I «mitici» 80 euro in busta paga da maggio, per «10 milioni di lavoratori». Il presidente del Consiglio Matteo Renzi scende in conferenza stampa al termine del Consiglio dei ministri e con 10 tweet («per le slide, questa volta – ammette – non c’è stato tempo») illustra il decreto legge «Italia coraggiosa». «Parola mantenuta, alla faccia dei gufi e dei rosiconi», dice, spiegando di aver preferito rinviare il bonus per gli incapienti e le novità per gli autonomi pur di approvare la misura così come l’aveva annunciata nelle scorse settimane.
I «denari», sottolinea poi, sono «strutturali» e se per il 2015 non sono scritti nero su bianco nel decreto saranno indicati, assicura, nella Legge di stabilità 2015. Tetto di 240 mila euro agli stipendi dei manager e degli «alti magistrati» (la norma «Olivetti»), tagli alla Difesa per 400 milioni, di cui 135 milioni di euro arriveranno dagli F35, risorse dall’aumento della tassazione delle plusvalenze di Bankitalia (la voce più corposa quest’anno con 1,8 miliardi) e dagli introiti Iva ma anche dal pacchetto sobrietà e dalla centralizzazione degli acquisti di beni e servizi.
Si tratta in tutto di risparmi per 6,9 miliardi quest’anno che raddoppiano l’anno prossimo. È una «rivoluzione», secondo il premier, quella che è cominciata, in grado di ridare «soldi ma soprattutto speranza e fiducia agli italiani». È per questo che si chiedono sforzi a chi finora la cinghia non l’ha tirata, dai dirigenti alle toghe. Anche se questo porta polemiche: «Non ho paura – assicura Renzi – di dire che mettere un tetto agli stipendi delle toghe non è un attacco alla indipendenza della magistratura». E poi rivolto all’Associazione nazionale dei magistrati (Anm): «Io non commento le sentenze e mi aspetto che i giudici non commentino il processo di formazioni delle leggi che li riguardano». Le leggi, «esattamente come le sentenze, si rispettano – è però la replica in serata del presidente dell’Anm, Rodolfo Sabelli – ma si possono commentare».
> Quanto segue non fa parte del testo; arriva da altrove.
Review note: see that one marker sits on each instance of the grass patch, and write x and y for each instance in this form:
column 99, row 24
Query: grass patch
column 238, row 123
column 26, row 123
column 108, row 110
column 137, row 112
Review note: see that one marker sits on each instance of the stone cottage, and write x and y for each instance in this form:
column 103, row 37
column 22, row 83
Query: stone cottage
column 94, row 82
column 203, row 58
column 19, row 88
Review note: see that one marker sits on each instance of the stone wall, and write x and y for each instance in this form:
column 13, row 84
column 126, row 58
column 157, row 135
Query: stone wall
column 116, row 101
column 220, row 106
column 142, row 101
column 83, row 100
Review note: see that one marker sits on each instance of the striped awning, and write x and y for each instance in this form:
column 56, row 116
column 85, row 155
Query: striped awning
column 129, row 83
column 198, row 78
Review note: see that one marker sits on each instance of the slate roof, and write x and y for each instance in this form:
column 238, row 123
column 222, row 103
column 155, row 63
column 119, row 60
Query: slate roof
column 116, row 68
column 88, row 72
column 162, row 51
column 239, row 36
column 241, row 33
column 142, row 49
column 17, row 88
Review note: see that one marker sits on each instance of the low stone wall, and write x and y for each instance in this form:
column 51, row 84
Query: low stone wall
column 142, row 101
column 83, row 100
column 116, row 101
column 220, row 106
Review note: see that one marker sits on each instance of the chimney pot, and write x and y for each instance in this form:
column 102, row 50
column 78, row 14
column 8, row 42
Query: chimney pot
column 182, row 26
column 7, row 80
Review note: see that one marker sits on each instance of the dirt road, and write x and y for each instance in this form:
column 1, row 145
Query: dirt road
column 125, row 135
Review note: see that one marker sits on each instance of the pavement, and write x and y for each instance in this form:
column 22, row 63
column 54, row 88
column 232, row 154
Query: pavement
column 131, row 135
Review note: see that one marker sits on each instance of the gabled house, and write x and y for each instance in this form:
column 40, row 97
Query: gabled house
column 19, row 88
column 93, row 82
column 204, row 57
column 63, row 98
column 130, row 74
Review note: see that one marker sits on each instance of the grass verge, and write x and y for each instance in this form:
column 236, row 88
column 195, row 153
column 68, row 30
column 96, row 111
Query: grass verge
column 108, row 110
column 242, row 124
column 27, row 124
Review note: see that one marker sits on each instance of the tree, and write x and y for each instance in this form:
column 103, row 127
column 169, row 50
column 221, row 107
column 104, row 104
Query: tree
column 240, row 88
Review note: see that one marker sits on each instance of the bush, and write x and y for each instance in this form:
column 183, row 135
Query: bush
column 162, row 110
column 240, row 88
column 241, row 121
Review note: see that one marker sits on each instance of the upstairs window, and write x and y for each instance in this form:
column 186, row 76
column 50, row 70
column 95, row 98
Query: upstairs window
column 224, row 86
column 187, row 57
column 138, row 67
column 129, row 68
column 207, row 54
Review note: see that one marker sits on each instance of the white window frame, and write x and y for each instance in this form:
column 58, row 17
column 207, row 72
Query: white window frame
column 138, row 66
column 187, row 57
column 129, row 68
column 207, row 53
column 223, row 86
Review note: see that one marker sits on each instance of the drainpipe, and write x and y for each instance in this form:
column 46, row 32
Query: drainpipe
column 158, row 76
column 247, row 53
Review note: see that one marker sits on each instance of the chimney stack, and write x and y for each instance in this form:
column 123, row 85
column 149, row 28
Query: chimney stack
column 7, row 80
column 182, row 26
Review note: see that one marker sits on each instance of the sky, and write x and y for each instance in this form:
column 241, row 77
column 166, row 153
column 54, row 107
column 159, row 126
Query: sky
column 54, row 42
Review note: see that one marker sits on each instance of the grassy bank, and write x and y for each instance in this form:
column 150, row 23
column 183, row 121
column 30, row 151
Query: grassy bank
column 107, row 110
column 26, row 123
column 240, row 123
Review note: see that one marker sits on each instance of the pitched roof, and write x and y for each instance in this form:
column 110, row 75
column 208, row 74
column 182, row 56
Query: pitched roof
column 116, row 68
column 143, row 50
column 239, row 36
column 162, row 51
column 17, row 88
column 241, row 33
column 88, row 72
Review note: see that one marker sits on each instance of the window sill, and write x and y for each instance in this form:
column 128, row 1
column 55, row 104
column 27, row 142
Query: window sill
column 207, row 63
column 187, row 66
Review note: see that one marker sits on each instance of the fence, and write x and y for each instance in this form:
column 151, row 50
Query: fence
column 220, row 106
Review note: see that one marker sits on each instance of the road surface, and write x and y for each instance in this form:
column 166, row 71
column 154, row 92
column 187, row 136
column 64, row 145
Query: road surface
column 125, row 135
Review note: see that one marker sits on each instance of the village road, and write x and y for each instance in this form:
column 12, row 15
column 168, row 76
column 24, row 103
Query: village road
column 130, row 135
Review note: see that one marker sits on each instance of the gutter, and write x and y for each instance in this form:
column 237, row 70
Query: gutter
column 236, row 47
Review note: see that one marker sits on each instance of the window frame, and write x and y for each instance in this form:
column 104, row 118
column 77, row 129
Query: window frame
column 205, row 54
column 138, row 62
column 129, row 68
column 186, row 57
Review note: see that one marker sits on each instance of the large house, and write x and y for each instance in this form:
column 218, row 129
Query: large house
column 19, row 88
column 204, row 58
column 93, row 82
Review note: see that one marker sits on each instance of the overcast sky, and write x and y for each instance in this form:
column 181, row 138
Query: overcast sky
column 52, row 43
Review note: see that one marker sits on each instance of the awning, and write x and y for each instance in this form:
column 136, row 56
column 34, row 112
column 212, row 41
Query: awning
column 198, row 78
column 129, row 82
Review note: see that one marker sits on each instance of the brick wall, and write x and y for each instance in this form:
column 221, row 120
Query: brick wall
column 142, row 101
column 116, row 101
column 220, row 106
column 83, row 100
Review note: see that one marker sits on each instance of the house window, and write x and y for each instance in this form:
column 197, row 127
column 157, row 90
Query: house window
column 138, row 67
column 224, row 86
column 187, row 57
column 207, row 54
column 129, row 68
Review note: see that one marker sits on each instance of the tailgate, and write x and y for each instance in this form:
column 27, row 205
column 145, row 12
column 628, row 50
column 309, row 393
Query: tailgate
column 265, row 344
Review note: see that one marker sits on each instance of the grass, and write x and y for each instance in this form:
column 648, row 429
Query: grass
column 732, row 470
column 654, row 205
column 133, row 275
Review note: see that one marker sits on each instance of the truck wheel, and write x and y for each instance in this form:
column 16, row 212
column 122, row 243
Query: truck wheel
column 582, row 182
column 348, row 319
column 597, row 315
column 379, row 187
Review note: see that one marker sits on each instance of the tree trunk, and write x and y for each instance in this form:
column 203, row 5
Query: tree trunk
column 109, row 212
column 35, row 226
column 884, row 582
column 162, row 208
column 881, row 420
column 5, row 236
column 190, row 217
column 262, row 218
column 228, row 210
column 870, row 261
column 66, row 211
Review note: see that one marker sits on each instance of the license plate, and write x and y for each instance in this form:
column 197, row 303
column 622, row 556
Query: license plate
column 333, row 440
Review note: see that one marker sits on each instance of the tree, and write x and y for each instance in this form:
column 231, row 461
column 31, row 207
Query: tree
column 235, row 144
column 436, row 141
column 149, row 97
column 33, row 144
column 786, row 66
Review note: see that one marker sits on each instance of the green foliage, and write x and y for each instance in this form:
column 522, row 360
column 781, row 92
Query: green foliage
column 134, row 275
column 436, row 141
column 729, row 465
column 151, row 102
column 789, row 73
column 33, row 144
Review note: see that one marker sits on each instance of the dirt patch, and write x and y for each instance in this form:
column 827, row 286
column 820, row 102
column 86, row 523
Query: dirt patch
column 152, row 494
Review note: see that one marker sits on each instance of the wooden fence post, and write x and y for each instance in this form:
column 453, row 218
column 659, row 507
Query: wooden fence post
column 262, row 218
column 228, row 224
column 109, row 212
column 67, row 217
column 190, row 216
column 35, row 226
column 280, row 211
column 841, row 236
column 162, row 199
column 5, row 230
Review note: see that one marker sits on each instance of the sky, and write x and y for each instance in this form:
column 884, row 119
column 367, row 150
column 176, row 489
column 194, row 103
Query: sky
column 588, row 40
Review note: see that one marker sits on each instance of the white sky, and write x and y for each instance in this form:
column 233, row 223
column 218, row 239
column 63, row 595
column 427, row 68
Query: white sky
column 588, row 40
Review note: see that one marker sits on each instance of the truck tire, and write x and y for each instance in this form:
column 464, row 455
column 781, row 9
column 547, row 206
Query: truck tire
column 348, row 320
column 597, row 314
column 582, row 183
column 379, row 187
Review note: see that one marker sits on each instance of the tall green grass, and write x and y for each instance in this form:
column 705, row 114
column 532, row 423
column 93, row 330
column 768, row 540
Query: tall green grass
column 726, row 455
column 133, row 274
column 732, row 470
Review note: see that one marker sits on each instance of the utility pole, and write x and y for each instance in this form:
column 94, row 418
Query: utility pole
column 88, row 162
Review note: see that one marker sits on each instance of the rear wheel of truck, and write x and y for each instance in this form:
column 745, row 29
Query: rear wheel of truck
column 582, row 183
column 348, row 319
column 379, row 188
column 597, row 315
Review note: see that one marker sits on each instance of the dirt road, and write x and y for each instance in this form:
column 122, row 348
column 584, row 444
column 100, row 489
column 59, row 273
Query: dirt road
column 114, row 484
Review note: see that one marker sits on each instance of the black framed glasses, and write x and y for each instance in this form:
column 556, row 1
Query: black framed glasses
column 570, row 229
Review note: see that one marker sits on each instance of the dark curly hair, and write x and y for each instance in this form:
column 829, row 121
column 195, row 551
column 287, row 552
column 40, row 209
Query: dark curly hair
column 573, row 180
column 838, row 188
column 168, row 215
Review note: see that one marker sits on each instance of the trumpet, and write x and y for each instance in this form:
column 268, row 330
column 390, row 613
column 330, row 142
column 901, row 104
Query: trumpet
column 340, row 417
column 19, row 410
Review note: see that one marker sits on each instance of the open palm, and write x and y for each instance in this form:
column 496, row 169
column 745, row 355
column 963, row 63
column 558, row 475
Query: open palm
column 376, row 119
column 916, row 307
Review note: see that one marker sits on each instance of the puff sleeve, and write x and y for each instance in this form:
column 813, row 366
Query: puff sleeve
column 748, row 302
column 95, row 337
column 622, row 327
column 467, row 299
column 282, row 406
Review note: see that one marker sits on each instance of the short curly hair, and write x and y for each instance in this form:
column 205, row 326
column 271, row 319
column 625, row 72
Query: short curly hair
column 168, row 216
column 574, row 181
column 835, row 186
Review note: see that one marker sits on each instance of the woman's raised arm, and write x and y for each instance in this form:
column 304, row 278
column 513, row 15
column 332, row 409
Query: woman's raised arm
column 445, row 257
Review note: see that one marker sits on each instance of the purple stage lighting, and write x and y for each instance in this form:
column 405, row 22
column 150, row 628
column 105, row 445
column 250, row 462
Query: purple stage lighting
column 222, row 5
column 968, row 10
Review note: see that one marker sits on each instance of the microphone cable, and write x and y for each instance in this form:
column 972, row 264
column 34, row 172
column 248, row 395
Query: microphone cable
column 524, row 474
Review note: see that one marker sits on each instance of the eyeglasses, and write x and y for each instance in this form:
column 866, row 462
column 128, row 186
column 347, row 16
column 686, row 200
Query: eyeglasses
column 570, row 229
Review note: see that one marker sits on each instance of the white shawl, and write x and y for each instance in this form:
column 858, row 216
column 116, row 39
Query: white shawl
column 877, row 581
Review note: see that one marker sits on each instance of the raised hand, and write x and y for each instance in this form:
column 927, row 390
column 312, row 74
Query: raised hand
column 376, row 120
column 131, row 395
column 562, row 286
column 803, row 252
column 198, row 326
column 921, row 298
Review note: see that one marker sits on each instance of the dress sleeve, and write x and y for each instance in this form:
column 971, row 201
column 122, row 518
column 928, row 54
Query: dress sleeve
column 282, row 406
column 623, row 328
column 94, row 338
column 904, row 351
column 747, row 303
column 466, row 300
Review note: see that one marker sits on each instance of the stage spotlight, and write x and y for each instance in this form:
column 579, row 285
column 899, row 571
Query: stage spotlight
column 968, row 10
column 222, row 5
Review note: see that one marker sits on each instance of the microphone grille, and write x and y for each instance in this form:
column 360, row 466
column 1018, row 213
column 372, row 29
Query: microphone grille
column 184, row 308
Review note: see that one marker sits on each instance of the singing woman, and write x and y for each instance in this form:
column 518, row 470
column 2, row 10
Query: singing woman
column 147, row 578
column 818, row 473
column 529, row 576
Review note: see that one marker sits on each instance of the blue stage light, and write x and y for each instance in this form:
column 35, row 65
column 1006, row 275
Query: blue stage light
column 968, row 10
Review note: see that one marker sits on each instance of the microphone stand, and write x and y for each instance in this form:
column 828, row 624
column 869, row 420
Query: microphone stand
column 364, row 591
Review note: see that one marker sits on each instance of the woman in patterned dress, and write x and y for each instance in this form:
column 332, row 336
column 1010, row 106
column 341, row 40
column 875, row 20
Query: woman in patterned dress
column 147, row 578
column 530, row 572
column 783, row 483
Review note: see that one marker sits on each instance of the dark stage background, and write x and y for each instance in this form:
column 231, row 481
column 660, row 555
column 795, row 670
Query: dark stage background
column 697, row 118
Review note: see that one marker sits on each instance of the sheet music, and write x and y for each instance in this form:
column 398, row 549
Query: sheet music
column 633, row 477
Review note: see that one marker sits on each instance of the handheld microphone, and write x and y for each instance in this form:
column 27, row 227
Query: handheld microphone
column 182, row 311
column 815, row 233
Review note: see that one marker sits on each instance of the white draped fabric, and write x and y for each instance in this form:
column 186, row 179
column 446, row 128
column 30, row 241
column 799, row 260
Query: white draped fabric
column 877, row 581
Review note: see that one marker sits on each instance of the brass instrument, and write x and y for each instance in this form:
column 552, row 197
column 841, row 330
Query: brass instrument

Tra quelli che dovranno fare la loro parte, anche la Rai: «È chiamata a concorrere al risanamento con 150 milioni di euro, è autorizzata a vendere Rai Way e a riorganizzare le sedi regionali. Ma – concede Renzi – deciderà lei che cosa fare». Con in testa la «semplificazione» della macchina amministrativa, poi, il governo ha deciso di sforbiciare le municipalizzate che si vedono ridotte da 8 mila a mille. Il che oltre che semplificare farà fare anche cassa, come la stretta sulle auto blu e sugli spazi a disposizione dei dipendenti che oggi dispongono di 44 metri quadrati ciascuno e che da domani si dovranno accontentare della metà.
Un taglio che invece non c’è, sottolinea, è quello alla sanità: «Se qualcuno trova la parola Sanità nel decreto – è la sfida del premier – gli pago da bere». D’altro canto, il ministro della Salute Beatrice Lorenzin aveva annunciato battaglia: «Combatterò fino all’ultimo», aveva detto. Insomma, è la convinzione del premier, il governo è passato dalle promesse ai fatti smentendo anche quanti lo accusano di misure spot ed elettoralistiche.
Come dimostra, è l’esempio del presidente del Consiglio, l’abolizione delle tariffe postali agevolate ai partiti per i candidati in piena campagna elettorale. Non a caso una misura sulla quale i ministri si sono mostrati scettici, racconta lo stesso Renzi: «Si sono fidati di me e di Padoan». Il ministro dell’Economia, intanto, assicura come grazie al mix di interventi a breve termine e riforme strutturali ora «l’Italia possa guardare avanti», confidando di poter tornare a crescere nel prossimo futuro.
«Il prossimo anno – annuncia Padoan con orgoglio – abbiano addirittura più risorse di quelle necessarie. Così rimane un grado di libertà: un sogno, per chi fa politica economica». Un’annotazione grazie alla quale Renzi può dire di «non temere l’esame del Parlamento. Queste misure – chiosa – mi paiono godere di un ampio consenso politico. E mi chiedo come fanno i grillini a non votarle».